Wenn es einst nötig war, daß das Volk Israel unter Ägyptens Joche seufzte, damit man Moses' Tatkraft kennen lerne, daß die Perser von den Medern unterdrückt wurden, damit man Cyrus' Seelengröße erkenne, daß die Athener zersplittert waren, damit Theseus' Vortrefflichkeit zur Geltung komme, so war es auch jetzt nötig, daß Italien jede Art von Erniedrigung kennen lernte, versklavter als die Israeliten, geknechteter als die Perser, uneiniger als die Athener, ohne Führer, ohne Verfassung, bedrängt, ausgeplündert, zerfleischt und verheert war, damit sich die Größe und Tatkraft italienischen Geistes erweisen könne.

Wenn man auch gelegentlich bei einem Manne schwache Anzeichen sah, woraus man auf seine göttliche Sendung, Italien aus seinem Elend zu befreien, hätte schließen können, so verließ ihn doch das Glück in der entscheidenden Stunde.

Jetzt liegt Italien wie leblos am Boden und wartet auf seinen Retter, der diesem unwürdigen Zustande ein Ende mache, der die Räubereien und Verheerungen in der Lombardei, die Plünderungen und Brandschatzungen in Neapel und Toskana unterbinde und die durch die Länge der Zeit beinahe unheilbar gewordenen Wunden heile. Italien fleht zu Gott um einen Retter, der es von der Grausamkeit und dem Übermut der Barbaren befreie. Es ist bereit, der Fahne zu folgen, die ihm ein Tapferer voranträgt.

 

Man darf also diese Gelegenheit nicht vorübergehen lassen. Nach einer langen Zeit des Leidens wird Italien endlich seinen Erlöser sehen. Mit welch unaussprechlicher Liebe würde er überall aufgenommen werden! Jubelnd würden sich ihm alle Provinzen anschließen, die unter der Überschwemmung der Fremden gelitten haben, mit welchem Durst nach Rache, mit welch standhafter Treue, mit welcher Andacht, mit welchen Tränen würde er begrüßt werden! Welche Tore würden sich ihm verschließen? Wo würde das Volk ihm den Gehorsam verweigern? Wo würde sich ihm Eifersucht widersetzen? Welcher Sohn Italiens würde ihm die Huldigung versagen? Jeder ist der Barbarenherrschaft unsagbar müde.

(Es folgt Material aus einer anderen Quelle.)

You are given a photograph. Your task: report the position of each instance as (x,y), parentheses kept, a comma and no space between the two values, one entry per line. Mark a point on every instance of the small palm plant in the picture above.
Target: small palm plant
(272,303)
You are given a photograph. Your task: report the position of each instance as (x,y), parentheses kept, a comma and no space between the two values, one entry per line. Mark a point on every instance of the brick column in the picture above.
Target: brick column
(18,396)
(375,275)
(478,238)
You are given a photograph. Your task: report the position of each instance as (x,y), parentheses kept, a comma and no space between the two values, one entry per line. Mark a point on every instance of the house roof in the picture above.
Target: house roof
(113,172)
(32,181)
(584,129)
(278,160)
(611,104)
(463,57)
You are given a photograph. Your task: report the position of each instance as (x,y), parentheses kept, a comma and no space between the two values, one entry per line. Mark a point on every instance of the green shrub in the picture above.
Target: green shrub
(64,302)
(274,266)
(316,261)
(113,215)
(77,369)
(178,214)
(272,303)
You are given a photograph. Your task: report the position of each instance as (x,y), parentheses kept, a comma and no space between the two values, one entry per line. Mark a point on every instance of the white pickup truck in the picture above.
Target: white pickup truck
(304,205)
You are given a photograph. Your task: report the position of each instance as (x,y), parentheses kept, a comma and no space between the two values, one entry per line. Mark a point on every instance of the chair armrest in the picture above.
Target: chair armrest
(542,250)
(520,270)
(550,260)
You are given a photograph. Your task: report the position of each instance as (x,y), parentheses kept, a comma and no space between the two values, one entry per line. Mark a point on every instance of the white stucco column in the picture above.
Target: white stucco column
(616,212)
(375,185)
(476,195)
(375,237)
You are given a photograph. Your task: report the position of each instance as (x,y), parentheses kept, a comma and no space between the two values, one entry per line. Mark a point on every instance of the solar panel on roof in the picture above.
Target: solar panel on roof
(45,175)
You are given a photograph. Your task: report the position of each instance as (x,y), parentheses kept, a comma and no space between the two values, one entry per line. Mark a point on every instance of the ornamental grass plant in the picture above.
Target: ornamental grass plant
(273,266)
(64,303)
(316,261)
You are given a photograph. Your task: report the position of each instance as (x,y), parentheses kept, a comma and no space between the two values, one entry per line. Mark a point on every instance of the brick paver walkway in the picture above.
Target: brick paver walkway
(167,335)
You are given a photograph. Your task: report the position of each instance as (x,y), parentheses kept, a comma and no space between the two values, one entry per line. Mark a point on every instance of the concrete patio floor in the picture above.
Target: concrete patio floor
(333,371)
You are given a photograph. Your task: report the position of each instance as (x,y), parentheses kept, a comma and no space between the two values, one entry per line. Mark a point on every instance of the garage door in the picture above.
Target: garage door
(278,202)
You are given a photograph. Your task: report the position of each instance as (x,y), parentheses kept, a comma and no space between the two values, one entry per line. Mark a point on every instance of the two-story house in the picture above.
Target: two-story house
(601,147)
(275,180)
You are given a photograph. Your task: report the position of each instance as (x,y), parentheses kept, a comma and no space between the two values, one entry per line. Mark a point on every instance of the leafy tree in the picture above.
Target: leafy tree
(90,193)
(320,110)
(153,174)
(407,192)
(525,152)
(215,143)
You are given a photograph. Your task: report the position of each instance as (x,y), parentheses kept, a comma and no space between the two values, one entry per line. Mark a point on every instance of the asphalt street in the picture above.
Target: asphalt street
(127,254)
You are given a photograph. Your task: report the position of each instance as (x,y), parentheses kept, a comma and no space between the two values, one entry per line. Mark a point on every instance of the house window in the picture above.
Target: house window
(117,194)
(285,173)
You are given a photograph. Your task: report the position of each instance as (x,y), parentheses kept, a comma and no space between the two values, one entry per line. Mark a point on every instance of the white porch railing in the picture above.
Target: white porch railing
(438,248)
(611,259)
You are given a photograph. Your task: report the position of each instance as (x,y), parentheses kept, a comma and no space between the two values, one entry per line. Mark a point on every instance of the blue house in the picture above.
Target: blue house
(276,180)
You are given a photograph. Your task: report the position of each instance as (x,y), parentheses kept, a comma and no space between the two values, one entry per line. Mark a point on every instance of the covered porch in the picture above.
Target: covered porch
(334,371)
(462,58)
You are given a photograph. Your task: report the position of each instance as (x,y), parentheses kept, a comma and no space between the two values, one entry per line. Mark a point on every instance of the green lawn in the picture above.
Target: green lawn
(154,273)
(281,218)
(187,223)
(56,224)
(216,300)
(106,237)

Ich habe euch freigebig aus dem Schatze meiner Erfahrungen mitgeteilt ..., damit ihr euren Fürsten beraten und ihm in der Ausführung des Planes beistehen könnt, wenn sich günstige Gelegenheit bietet. Laßt euch durch die Größe des Planes nicht in Staunen setzen oder gar abschrecken, denn unser schönes Vaterland scheint bestimmt, alles, was die Zeit in den Todesschlaf versenkt hat, wieder ins Leben zu rufen, ebenso wie die Dichtung auch die Malerei und die Bildhauerkunst.